The input and dissolution of continental material to high nutrient surface waters of the Southern Ocean plays an important role in biogeochemical cycling of carbon because it alleviates iron limitation and stimulates phytoplankton growth. In remote subantarctic regions dust is an important source of dissolved iron, but close to Antarctica, dissolved iron sources include melting sea ice, icebergs calved from glaciers, and upwelled deep waters.

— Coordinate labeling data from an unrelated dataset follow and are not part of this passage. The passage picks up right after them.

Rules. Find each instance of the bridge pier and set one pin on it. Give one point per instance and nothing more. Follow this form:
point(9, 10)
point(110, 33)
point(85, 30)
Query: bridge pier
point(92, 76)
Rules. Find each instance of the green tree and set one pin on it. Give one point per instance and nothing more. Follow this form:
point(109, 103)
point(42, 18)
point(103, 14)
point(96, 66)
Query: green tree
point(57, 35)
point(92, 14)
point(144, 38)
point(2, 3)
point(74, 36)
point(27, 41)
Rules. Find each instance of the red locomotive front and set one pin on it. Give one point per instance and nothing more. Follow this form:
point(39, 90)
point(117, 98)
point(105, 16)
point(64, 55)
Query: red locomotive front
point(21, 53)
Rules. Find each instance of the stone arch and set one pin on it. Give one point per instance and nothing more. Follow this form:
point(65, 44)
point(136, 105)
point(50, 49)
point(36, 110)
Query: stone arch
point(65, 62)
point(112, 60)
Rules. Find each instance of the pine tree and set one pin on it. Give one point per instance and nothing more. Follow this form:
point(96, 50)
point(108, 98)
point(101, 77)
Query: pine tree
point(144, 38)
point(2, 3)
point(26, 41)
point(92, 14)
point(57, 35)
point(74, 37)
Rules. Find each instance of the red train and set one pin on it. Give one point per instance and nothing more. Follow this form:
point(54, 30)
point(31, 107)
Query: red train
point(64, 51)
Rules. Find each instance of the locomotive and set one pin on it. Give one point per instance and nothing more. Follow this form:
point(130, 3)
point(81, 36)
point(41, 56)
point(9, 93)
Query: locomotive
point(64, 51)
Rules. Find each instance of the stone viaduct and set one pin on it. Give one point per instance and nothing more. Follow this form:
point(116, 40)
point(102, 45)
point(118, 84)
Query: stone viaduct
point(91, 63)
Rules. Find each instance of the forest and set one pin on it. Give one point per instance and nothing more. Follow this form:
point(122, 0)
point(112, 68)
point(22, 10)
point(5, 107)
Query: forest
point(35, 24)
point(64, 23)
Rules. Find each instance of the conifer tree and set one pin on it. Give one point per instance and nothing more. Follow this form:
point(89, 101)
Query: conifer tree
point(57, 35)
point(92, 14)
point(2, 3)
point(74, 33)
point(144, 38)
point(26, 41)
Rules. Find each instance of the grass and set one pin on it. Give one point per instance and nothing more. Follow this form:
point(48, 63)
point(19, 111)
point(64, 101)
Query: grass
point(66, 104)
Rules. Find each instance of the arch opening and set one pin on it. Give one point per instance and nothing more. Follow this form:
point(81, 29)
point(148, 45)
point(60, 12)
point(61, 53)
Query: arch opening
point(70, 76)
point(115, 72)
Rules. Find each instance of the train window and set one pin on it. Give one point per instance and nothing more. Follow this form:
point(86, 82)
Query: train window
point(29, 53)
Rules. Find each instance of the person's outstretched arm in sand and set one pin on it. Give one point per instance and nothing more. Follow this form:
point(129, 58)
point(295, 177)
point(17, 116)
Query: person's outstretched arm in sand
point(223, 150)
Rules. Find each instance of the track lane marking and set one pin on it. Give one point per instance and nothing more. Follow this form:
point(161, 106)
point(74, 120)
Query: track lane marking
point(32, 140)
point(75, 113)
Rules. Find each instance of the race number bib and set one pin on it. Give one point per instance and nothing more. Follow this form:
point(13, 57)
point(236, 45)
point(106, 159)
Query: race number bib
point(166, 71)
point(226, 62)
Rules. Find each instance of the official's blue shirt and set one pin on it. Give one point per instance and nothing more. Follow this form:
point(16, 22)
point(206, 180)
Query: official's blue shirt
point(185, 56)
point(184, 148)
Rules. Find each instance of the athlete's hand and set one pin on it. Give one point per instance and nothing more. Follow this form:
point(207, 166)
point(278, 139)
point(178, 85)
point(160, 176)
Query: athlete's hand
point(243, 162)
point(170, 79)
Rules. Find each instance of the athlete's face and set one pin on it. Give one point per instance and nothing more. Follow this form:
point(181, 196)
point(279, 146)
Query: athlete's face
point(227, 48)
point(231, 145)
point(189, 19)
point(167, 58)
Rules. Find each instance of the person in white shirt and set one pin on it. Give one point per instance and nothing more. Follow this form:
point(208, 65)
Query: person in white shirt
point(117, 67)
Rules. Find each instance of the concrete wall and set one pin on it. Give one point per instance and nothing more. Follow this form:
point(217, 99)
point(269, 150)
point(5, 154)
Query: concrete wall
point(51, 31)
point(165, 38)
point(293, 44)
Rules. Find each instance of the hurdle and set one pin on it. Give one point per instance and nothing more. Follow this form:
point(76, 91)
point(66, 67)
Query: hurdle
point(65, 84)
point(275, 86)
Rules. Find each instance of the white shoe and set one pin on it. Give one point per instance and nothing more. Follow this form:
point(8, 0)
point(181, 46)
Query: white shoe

The Antarctic Ice Sheet is experiencing rapid changes in response to anthropogenic climate warming. Melting ice shelves and glacier retreat will increase the input of freshwater and dissolved continental material to the surface ocean, but the biological response to these changes (and therefore impact on the global carbon cycle) is unknown. However, we can study the biological and chemical response to past changes in ice sheet retreat recorded in ocean sediments to improve our understanding of how the system might change in the future.

The aim of this Honours project is to test the reliability of a geochemical method (Robinson et al. 2008) for quantifying the dissolved iron flux along the continental margin of East Antarctica. This method uniquely targets the input of dissolved material, rather than the input of total continental material. The distinction is biologically important, because phytoplankton take up dissolved iron from seawater.

Chemical leaching experiments will be carried out on surface seafloor sediments, which preserve the most recent period of sediment deposition. Two isotopes of thorium will be measured in the leachates, Th-232 which only enters the ocean from continental inputs, and Th-230 which is produced mainly from the decay of U-234 dissolved in seawater. Thorium is very insoluble in seawater and as is dissolves from continental material it rapidly adsorbs to the surface of particles, making it an excellent tracer of dissolved components. 

The leaching is designed to recover only the Th that is adsorbed to the sediment particles, which should represent the 232Th/230Th ratio in the overlying seawater. The results of the leaching experiments will be compared to existing measurements of the dissolved 232Th/230Th in the overlying water column in order to assess the reliability of this method.